• liens auteur :
• liens rubrique :

Par Daylon
Jean-Marc AGRATI appartient à cette mouvance [récente ?] de nouveaux auteurs de fantastique [le lire dans un sens très élargi et non stricto-sensu, merci], ceux d’un XXIè siècle un peu paumé ; à la fois proche de nous et à des années lumières d’une réalité stable.
D’entrée, « Un Éléphant Fou Furieux » s’inscrit dans la continuité de « Le Chien À Des Choses À Dire », tout en revoyant/épurant/améliorant/adoucissant/homogénéisant/autretruc-i-sant son contenu et sa forme.

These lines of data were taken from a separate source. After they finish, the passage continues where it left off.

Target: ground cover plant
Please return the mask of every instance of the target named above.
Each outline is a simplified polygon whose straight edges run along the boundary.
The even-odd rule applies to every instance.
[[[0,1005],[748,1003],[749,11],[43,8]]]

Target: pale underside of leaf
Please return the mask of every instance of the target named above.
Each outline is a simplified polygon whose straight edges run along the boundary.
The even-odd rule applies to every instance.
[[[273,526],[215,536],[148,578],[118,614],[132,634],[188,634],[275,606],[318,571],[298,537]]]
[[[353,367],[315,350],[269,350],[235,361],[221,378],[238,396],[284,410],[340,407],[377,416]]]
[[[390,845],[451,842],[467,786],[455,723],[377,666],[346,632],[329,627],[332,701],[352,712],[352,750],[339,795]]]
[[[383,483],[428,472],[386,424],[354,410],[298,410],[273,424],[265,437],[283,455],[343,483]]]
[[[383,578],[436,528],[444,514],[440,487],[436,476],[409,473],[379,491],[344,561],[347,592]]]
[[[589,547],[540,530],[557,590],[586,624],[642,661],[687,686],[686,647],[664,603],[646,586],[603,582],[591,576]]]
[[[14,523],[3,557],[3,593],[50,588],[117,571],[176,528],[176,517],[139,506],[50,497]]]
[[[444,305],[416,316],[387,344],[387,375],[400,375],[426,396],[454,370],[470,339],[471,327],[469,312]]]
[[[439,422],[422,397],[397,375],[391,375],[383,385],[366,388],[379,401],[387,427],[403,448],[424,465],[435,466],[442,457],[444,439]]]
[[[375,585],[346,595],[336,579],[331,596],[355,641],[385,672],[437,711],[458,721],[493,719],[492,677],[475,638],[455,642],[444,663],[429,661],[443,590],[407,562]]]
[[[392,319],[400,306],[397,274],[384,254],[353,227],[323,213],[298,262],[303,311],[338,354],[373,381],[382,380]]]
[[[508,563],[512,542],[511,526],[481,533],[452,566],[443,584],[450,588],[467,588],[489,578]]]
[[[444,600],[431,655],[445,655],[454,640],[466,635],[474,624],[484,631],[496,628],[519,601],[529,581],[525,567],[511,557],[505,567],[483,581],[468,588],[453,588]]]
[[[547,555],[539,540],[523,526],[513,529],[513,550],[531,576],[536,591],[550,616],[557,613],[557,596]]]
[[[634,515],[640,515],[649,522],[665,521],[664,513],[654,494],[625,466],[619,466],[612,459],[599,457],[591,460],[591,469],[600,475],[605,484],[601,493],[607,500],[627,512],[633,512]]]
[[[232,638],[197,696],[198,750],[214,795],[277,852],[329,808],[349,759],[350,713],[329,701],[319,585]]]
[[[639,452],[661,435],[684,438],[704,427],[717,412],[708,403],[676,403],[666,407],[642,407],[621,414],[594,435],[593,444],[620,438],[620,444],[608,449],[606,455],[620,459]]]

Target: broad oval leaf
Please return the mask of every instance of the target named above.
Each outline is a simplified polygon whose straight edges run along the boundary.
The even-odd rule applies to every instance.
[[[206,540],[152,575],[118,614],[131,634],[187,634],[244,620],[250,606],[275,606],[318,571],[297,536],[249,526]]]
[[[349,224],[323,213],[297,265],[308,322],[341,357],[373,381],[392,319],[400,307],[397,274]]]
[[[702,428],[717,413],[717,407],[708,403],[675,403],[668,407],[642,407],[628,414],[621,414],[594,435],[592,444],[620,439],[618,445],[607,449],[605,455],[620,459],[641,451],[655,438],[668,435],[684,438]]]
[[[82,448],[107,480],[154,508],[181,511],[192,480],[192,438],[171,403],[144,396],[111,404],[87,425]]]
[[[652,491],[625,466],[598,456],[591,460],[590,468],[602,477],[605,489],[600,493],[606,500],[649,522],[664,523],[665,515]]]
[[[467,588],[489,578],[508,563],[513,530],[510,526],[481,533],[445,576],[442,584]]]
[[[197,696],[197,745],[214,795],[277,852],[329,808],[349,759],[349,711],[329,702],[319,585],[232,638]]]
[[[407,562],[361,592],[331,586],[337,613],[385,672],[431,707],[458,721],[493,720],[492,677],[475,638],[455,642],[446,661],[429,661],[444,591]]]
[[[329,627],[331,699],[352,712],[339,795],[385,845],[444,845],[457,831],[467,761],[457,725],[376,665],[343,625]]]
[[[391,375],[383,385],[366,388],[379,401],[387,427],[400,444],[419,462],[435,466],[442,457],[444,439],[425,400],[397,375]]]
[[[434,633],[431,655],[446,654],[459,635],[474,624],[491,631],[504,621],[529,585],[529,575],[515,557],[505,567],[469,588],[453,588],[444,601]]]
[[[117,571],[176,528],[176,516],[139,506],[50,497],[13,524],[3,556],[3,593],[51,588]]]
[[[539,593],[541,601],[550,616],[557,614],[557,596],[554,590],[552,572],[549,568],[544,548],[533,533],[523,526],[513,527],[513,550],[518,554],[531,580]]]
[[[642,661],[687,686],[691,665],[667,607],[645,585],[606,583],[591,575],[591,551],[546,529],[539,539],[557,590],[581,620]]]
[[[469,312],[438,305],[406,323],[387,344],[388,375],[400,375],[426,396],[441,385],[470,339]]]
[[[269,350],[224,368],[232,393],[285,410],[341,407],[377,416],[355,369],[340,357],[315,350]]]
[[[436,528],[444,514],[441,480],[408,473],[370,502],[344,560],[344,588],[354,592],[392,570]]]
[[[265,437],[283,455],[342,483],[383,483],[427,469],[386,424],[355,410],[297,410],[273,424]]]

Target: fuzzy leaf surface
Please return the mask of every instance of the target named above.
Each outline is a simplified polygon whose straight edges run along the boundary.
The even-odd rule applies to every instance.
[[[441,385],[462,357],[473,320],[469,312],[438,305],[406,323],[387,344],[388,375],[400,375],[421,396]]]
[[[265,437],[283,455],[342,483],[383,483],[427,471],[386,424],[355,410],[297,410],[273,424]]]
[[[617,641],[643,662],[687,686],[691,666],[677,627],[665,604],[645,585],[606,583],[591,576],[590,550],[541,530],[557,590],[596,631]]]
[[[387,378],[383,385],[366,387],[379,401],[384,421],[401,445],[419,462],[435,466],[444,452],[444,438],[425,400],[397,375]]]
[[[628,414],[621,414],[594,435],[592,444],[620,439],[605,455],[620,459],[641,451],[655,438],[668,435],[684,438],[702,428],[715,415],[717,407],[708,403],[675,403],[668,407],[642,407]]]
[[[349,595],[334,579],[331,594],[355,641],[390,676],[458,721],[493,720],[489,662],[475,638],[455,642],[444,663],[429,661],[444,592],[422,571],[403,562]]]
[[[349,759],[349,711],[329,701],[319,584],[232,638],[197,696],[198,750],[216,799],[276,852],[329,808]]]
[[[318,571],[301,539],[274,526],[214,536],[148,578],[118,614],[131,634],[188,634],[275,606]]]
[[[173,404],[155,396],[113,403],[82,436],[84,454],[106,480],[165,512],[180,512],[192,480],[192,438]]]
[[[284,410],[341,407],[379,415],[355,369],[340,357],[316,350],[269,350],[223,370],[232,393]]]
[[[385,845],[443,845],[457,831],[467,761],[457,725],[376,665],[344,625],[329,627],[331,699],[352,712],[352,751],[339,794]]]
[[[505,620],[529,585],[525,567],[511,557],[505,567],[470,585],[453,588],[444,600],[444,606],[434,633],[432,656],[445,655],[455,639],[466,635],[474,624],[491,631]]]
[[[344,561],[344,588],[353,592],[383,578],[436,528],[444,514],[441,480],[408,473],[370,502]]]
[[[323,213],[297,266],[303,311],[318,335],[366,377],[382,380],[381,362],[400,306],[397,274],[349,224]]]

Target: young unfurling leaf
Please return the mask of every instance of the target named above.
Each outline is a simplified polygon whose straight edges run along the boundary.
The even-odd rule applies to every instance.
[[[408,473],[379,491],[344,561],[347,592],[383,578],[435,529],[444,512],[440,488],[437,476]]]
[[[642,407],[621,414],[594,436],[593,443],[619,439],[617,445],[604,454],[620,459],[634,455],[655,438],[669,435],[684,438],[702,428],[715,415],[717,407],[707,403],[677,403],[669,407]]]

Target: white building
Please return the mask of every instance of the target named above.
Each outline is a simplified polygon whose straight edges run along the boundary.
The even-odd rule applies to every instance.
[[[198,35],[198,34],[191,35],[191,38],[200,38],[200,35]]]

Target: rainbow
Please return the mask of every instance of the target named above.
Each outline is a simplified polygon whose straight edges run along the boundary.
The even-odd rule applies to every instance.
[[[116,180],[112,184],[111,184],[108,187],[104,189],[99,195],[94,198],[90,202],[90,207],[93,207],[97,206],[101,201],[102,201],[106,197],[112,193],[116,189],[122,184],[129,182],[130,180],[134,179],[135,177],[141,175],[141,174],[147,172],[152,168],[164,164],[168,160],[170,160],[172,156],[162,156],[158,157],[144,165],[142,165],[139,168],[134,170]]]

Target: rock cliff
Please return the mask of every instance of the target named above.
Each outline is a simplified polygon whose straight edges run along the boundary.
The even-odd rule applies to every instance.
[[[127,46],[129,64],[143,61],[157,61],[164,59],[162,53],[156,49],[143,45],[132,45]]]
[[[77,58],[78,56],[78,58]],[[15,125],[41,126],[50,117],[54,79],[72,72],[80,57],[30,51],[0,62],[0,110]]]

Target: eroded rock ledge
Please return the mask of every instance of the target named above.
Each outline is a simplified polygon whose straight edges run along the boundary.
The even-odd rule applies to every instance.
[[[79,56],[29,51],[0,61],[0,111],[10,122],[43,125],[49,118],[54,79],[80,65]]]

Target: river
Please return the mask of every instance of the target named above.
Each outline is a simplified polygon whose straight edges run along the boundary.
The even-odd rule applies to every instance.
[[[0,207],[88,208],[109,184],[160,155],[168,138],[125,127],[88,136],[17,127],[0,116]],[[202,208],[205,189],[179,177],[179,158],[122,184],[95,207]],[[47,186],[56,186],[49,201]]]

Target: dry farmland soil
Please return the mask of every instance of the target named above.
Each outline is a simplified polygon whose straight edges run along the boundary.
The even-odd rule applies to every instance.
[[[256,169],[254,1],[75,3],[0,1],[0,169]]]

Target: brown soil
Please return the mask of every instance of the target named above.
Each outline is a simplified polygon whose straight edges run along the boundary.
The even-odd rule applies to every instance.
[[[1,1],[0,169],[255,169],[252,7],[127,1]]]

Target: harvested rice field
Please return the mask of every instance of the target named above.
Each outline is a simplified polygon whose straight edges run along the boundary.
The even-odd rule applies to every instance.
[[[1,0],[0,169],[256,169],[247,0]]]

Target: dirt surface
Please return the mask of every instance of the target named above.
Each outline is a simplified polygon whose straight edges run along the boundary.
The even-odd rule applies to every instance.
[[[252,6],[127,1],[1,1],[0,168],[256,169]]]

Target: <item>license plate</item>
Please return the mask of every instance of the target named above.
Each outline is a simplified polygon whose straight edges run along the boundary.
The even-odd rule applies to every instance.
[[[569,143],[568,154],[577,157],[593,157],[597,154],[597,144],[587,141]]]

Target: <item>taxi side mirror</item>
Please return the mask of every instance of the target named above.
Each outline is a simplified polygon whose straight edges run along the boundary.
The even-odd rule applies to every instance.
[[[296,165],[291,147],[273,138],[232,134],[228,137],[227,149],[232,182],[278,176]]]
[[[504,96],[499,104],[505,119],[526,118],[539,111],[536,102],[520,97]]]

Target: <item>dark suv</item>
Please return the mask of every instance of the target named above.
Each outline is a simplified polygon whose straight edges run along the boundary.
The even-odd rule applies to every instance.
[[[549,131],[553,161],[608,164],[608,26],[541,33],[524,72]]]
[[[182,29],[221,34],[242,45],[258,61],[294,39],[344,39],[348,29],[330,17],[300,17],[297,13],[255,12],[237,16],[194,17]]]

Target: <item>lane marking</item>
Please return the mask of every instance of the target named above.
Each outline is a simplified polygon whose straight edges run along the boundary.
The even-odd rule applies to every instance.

Nous croisons pêle-mêles des réflexions existentielles aux amphèt’ [« Les lois n’avançaient pas »], expériences malsaines [« Ce petit bout de haine »], actualité perçue par une lentille déformante devenue dingue [« Le jardin des délices »] ; entre la nouvelle classique [« Un éléphant fou furieux »], le conte [« Les limites de mon royaume »], et la nouvelle catégorie blitz [« On touchait du doigt tous les écoulements »], AGRATI nous propose dix nouveaux textes en forme de grande-mandale-pleine-tête.
Son écriture toujours aussi percutante se débarrasse des scories gênantes du Chien [l’étalement gratuit du trash, par exemple ; le jusqu’au-boutisme inutile, un peu] et se concentre essentiellement sur l’humain. Nous.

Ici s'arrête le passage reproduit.